Now, we might question why companies need more and more profit. Remember, profit is the surplus after everything else is paid, including wages. So, why the need for profits to continually rise? Imagine you started a business and in the first year you made, let’s say, £10,000 profit. This means you have paid all your costs (materials, labour, rent etc) which would no doubt include a wage for yourself, and you have a surplus of £10,000. Not bad. Now next year you only make a profit of £9,500. How would you feel? Would that feel like a disaster? You would, no doubt, say, well not quite as good as last year but I’ve still made a profit. Capitalism does not work on that basis. 

Profits for large companies are related to share prices and dividends. Larger profits mean that dividends increase and as a result share prices also increase. From the capitalist point of view, the world is a wonderful place. For investors, larger dividends are a reason to hold on to those shares, but, if dividends fall, then perhaps it’s time to move them on.

In effect, we are being held to ransom by the 2.2 million people who own shares in the UK, though the Office for National Statistics calculates that 55% of shares in UK companies are overseas owned, whilst pension funds (which we are often told would be bankrupt if somehow socialists got their way and abolished private share holdings) only account for 8% of quoted shares.

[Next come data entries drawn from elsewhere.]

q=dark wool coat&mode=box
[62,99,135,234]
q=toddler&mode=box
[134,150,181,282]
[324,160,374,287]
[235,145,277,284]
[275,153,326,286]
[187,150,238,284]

Inflation is the inevitable outcome of a system which, far from being obsessed with the production of a good life for the many, is obsessed only with the profits to be extracted for the benefit of the few. This is why it is inconceivable to companies that they should pay more wages and reduce profits. This is not, as you might imagine, a moral failing on their part or a failure to recognise that people are in real hardship, it is the logic of a market in which a failure to keep making profits can lead to a total lack of confidence in a company. It doesn’t matter whether what you produce is good or not. All that matters in this world is how much that narrow group of investors receive each year. We don’t have to accept this. It is time that workers realised that, whilst the investors put in their money, it is they, the workers, who give their lives to these industries. Perhaps it is time that workers were rewarded with some say in how they were run.